Сколько же времени можно было бы нежиться в утренних, свежих от росы, мягких травах благословенного Закарпатья на берегу быстроводной Латорицы…


Белые занавесочки на окнах цеха и длиннохвостые традесканции в горшках приятно удивляли глаз, прохлада хорошо вентилируемого помещения настраивала душу на радостный лад, а бесплатные обеды должны были удовлетворять потребности растущего организма.

И все бы ничего, но сам процесс!

Вместо обещанной интересной работы, требующей хоть минимальных зачатков умственного развития и смекалки, мне было предложено нехлопотное место намотчицы трансформаторов.

Если кто-нибудь из вас, дорогой читатель, когда-нибудь мотал трансформаторы сотнями штук и при этом не был олигофреном в стадии дебилизма или японцем-трудоголиком, для которого работа уже почти религия, тот должен понять шестнадцатилетнюю мечтательно-восторженную непоседу. Как и всякий человек в этом возрасте, я была уверена в своей исключительной богоданности, в своей приобщенности к великой миссии на этой земле, и поэтому вынести муку неподвижного остолбенения перед вертящейся катушкой, при этом умудриться сосчитать сотни витков тончайшей металлической нити, затем обмазать их поверх изолирующей ленты клеем и потом, подвергнув проверке, обнаружив сплошной брак, обнажить до первоначальной основы, чтобы начать процесс сызнова… Так вот — вынести эту пытку я была не в силах! Первый же рабочий день поверг меня в неописуемое уныние.
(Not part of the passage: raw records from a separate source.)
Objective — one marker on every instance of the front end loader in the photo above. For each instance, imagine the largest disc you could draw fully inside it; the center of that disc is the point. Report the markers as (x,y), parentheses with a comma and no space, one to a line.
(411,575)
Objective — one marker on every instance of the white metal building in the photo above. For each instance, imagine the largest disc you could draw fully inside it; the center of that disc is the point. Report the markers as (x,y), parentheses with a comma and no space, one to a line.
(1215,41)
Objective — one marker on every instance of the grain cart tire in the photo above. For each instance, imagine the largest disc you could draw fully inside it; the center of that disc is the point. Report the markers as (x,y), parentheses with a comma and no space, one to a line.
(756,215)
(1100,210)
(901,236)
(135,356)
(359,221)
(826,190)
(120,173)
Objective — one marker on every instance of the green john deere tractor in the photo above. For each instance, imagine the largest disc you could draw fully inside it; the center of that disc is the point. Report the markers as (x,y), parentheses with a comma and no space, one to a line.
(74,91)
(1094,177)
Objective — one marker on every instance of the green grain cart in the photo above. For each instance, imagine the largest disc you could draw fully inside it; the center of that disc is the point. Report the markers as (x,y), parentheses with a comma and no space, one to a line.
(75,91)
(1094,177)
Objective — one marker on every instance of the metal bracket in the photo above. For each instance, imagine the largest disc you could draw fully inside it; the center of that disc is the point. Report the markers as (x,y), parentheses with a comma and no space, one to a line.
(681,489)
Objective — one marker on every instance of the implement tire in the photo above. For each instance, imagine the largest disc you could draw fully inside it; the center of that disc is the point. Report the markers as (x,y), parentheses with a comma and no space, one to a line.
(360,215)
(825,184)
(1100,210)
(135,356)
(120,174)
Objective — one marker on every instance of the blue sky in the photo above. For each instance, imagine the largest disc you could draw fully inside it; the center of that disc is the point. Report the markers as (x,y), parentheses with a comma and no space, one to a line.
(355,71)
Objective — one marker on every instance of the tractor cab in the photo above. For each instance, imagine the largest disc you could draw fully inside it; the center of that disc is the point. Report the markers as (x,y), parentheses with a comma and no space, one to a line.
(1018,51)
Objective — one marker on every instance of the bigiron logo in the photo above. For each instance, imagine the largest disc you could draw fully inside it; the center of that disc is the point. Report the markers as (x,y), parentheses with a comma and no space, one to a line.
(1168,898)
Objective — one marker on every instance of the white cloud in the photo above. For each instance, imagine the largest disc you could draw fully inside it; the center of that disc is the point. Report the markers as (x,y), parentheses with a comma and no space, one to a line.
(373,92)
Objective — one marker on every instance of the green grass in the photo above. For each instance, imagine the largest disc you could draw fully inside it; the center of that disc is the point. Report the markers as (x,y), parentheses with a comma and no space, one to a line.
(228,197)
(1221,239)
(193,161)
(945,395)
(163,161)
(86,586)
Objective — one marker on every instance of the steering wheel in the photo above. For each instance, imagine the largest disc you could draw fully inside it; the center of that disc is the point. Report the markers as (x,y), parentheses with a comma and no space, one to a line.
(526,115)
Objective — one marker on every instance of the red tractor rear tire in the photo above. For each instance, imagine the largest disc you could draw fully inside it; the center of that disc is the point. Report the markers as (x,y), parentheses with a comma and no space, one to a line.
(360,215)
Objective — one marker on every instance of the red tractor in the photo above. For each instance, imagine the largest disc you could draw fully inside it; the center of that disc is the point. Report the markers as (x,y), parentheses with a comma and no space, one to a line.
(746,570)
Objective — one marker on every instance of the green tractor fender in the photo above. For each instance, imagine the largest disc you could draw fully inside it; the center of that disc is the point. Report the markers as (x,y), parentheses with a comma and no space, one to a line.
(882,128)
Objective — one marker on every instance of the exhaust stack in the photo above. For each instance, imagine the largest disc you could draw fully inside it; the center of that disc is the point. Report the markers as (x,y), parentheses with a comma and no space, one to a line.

Третий час во мне звучала одна-единственная фраза, обращенная ко Всевышнему: «Смилостивись, Господи. Ты же видишь, как я страдаю!» И к концу того самого третьего часа беспрестанной мольбы небо смилостивилось. В моей голове возник план.

Когда-то, еще в третьем классе, я, поддавшись напору своей подружки и соседки, так, за компанию, пошла записываться в театральный кружок местного Дома детского творчества. Очень скоро этот кружок мне пришлось покинуть из-за моей полной и бесповоротной бесталанности. Подружку оставили, и от нее я не раз слышала, что жизнь, как и театр, — игра. А мы в ней — актеры. Дальнейшее я поняла сама. Какую роль на себя примеришь, в таком спектакле и сыграешь. Подсунутое мне амплуа трагедийного актера в спектакле под названием «Они делают вид, что платят, а мы делаем вид, что работаем» меня не устраивало.

Трезво рассудив, что, сменив роль, в случае «провала» я ничего не потеряю, но в случае удачи приобрету три летние дополнительные недели к урезанным каникулам, я решилась.